Value-focused investors are always on the hunt for stocks that are priced below their intrinsic value. One such stock that merits attention is Catalent Inc (CTLT, Financial). The stock, which is currently priced at $43.86, recorded a loss of 1.66% in a day and a 3-month increase of 20.89%. The stock's fair valuation is $99.1, as indicated by its GF Value.
Understanding the GF Value
The GF Value represents the current intrinsic value of a stock derived from our exclusive method. The GF Value Line on our summary page gives an overview of the fair value that the stock should be traded at. It is calculated based on three factors: historical multiples (PE Ratio, PS Ratio, PB Ratio and Price-to-Free-Cash-Flow) that the stock has traded at, GuruFocus adjustment factor based on the company's past returns and growth, and future estimates of the business performance.

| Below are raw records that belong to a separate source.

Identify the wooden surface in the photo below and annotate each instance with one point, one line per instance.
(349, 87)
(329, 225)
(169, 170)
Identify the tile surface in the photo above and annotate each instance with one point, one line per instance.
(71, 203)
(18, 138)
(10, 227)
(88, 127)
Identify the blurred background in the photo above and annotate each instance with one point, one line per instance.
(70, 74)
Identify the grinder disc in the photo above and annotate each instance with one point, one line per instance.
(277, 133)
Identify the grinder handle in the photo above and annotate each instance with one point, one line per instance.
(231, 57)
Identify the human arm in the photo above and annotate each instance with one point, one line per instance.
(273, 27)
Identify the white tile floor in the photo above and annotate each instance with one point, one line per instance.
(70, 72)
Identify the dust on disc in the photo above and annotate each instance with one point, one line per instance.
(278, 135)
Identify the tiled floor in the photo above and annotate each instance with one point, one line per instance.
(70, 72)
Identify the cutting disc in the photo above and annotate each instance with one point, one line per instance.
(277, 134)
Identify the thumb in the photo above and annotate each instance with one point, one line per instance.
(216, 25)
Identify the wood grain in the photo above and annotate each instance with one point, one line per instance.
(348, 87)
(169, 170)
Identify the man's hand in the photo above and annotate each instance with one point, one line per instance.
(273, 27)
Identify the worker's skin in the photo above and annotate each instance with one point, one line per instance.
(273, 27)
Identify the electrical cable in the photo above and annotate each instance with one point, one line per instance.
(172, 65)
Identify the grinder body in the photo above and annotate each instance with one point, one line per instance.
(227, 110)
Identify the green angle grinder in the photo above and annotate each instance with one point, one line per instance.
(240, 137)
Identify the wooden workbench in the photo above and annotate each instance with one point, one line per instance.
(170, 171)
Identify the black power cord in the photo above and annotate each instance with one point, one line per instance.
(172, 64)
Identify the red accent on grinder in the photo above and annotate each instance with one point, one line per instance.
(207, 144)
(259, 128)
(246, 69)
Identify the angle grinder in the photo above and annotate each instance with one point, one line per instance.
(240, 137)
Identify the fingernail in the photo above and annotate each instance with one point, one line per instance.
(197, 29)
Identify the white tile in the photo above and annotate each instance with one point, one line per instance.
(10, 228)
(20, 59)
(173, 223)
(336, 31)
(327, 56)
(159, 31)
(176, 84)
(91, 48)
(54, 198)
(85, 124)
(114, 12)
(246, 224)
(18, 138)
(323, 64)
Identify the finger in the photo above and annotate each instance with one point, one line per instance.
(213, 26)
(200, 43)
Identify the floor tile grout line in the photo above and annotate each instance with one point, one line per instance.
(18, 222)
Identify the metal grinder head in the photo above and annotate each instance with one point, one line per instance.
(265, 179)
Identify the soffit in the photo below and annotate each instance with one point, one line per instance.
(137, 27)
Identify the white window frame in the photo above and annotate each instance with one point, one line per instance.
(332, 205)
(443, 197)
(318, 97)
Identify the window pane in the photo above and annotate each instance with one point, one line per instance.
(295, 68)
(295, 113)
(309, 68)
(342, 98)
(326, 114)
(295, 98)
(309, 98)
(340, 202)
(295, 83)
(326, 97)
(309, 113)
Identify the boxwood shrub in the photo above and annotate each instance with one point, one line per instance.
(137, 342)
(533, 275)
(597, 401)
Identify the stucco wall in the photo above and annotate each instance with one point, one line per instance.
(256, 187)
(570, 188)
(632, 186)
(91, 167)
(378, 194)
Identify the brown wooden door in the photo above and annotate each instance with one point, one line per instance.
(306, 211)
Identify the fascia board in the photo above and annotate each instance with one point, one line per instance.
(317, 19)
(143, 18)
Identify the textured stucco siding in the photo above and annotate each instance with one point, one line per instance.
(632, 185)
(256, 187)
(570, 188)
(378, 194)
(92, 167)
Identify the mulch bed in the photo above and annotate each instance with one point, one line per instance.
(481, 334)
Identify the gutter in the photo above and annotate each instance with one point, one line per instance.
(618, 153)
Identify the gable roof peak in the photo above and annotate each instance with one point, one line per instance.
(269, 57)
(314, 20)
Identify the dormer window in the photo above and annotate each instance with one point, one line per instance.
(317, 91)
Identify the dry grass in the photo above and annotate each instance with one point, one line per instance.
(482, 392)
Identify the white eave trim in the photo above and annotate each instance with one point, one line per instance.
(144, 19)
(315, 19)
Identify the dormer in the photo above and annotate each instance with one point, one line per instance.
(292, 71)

We believe the GF Value Line is the fair value that the stock should be traded at. The stock price will most likely fluctuate around the GF Value Line. If the stock price is significantly above the GF Value Line, it is overvalued and its future return is likely to be poor. On the other hand, if it is significantly below the GF Value Line, its future return will likely be higher.
Unraveling the Risks
However, investors need to consider a more in-depth analysis before making an investment decision. Despite its seemingly attractive valuation, certain risk factors associated with Catalent should not be ignored. These risks are primarily reflected through its low Altman Z-score of 1.46. These indicators suggest that Catalent, despite its apparent undervaluation, might be a potential value trap. This complexity underlines the importance of thorough due diligence in investment decision-making.
Decoding the Altman Z-Score
Before delving into the details, let's understand what the Altman Z-score entails. Invented by New York University Professor Edward I. Altman in 1968, the Z-Score is a financial model that predicts the probability of a company entering bankruptcy within a two-year time frame. The Altman Z-Score combines five different financial ratios, each weighted to create a final score. A score below 1.8 suggests a high likelihood of financial distress, while a score above 3 indicates a low risk.
Company Snapshot
Catalent is a contract development and manufacturing organization, or CDMO. It operates under four segments: biologics, softgel and oral technologies, oral and specialty delivery, and clinical supply services. Catalent derives its revenues primarily from long-term supply agreements with pharmaceutical customers. The company provides a range of development and manufacturing solutions for drugs, protein-based biologics, cell and gene therapies, and consumer health products throughout the entire life cycle of a product from the drug development process to commercial supply. Catalent has over 50 facilities across four continents.
Breaking Down Catalent's Low Altman Z-Score
A dissection of Catalent's Altman Z-score reveals Catalent's financial health may be weak, suggesting possible financial distress.
The EBIT to Total Assets ratio serves as a crucial barometer of a company's operational effectiveness, correlating earnings before interest and taxes (EBIT) to total assets. An analysis of Catalent's EBIT to Total Assets ratio from historical data (2021: 0.09; 2022: 0.07; 2023: 0.02) indicates a descending trend. This reduction suggests that Catalent might not be utilizing its assets to their full potential to generate operational profits, which could be negatively affecting the company's overall Z-score.
When it comes to operational efficiency, a vital indicator for Catalent is its asset turnover. The data: 2021: 0.47; 2022: 0.48; 2023: 0.42 from the past three years suggests a decreasing trend in this ratio. The asset turnover ratio reflects how effectively a company is using its assets to generate sales. Therefore, a drop in this ratio can signify reduced operational efficiency, potentially due to underutilization of assets or decreased market demand for the company's products or services. This shift in Catalent's asset turnover underlines the need for the company to reassess its operational strategies to optimize asset usage and boost sales.
Conclusion
While Catalent's stock appears undervalued, the company's low Altman Z-Score and declining operational efficiency indicators suggest that it could be a potential value trap. It is crucial for investors to consider these risk factors and conduct thorough due diligence before making an investment decision.